Hamann's texts are a jungle of diverse styles and literary genres where  "exuberant demonstrations of learning" (to employ words of Kenneth Haynes) abound. Those features both annoy and delight the reader. Hamann's predilection toward languages, and not just his native German, results to lengthy quotations in Greek, Latin, Hebrew, and French, creating a kind of patchwork anticipating modern collage technique. All this belongs to Hamann's aesthetics, and it would be utterly rude to present these quotes as translations (which has, luckily, been understood in the editions that I know). In the global media reality permeated by bad English, I find this variety of languages refreshing. [Let me tell you an anecdote about Sibelius and Mrs Rosa Newmarch who met during the First World War. Due to the war, Mrs Newmarch refrained from speaking German. Sibelius grumbled because his French was not as fluent as his German. It was noticeable that English was out of the question.]

What is the point of "Aesthetica in nuce"? I suggest the following: "Poetry is the mother tongue of the human race (Poesie ist die Muttersprache des menschlichen Geschlechts), as the garden is older than the ploughed field, painting, than writing, song, than declamation, parables, than logical deduction." In a word, the primordial dimension of humanity is aesthetic. Correspondingly, religion is not so much about truth or morality than beauty. Hamann is not explaining Bible texts. Rather, Biblical images cascade, because our senses or emotions understand nothing but images.

"Let there be light", was the first word of God, and Hamann continues: "Here begins the the perception of the presence of things." God crowned the sensory revelation of his majesty (die sinnliche Offenbarung seiner Herrlichkeit) with the masterpiece of man. Hamann employs the classical idea of two books, i.e. creation and Scripture. The book of nature contains instances of general concepts (Exempel allgemeiner Begriffe), that God wants to express to creatures through creatures (Rede and die Kreatur durch die Kreatur). As for the Scripture, it contains instances of articles of faith (Exempel geheimer Artickel) that God reveals to men through men. All this speech of God has a paradoxical nature:

"The unity of the Author is mirrored even in the dialect of his works - in all of them a tone of immeasurable height and depth! A proof of the most splendid majesty and of total self-emptying! A miracle of such infinite stillness that makes God as nothing, so that in all concience one would have to deny his existence, or else be a beast. But at the same time a miracle of such infinite power, which fills all in all, that we cannot escape his intense solicitude."

 The majesty of God is on the verge of disappearing - an aesthetic variation of the Lutheran theology of the cross. The physical reality of the world is sacramental: everything we encounter in this world created by God is an occasion for theosis - becoming divine.

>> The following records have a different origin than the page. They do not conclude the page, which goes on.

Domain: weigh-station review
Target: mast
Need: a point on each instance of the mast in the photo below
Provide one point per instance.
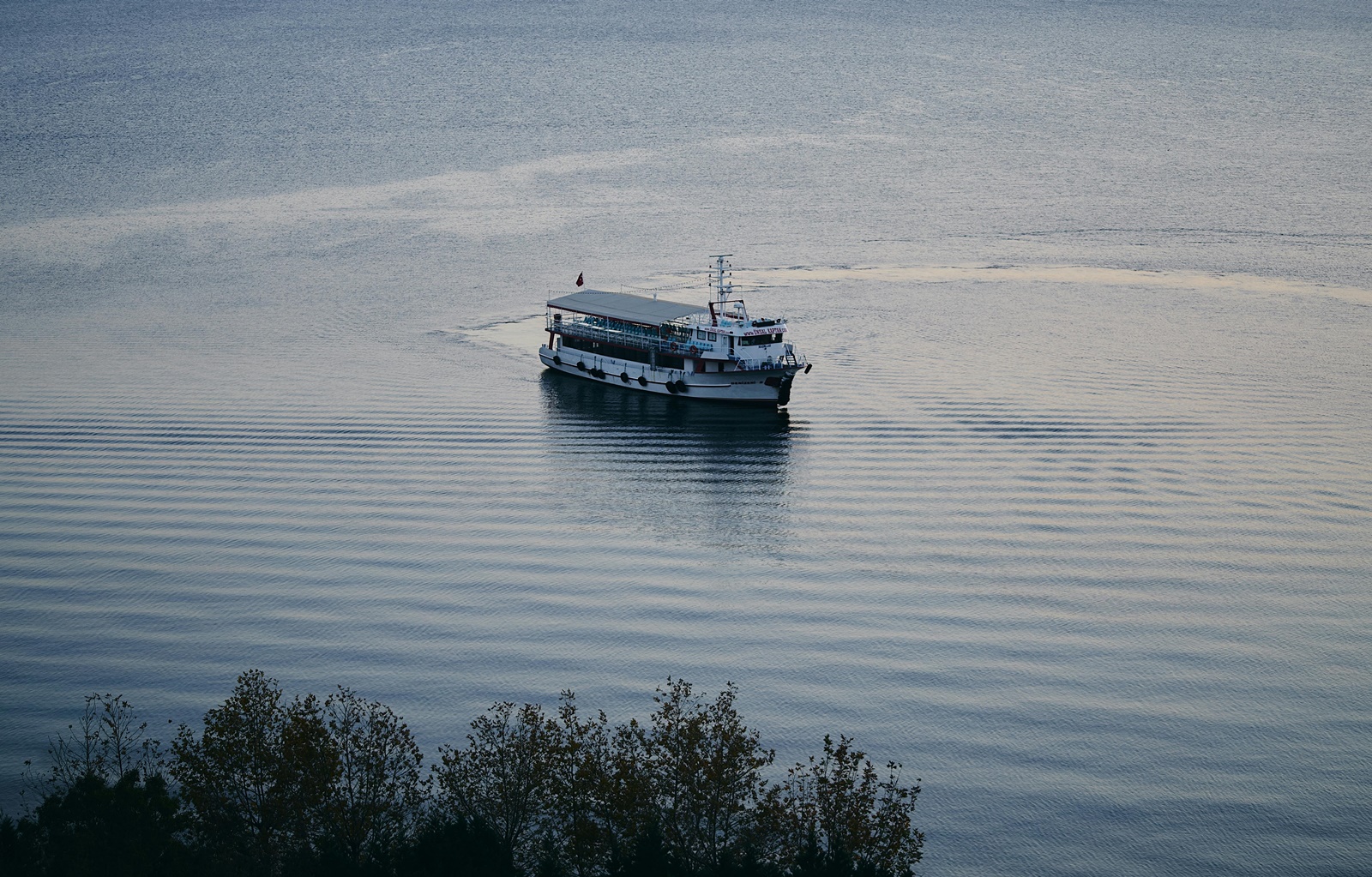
(722, 287)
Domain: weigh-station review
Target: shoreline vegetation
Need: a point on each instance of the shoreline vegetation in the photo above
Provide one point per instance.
(309, 787)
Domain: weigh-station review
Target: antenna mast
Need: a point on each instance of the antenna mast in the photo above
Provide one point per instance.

"This analogy of man to the Creator endows all creatures with their substance (Gehalt) and their stamp (Gepräge), on which depends fidelity and faith in all nature. The more vividly this idea of the image of the invisible God dwells in our heart, the more able we are to see and taste his loving-kindness in creatures, observe it and grasp it with our hands. Every impression (Eindruck) of nature in man is not only a memorial but also a warrant of fundamental truth: Who is the Lord. Every reaction of man unto created things is an epistle and seal that we partake of the divine nature, and that we are his offspring."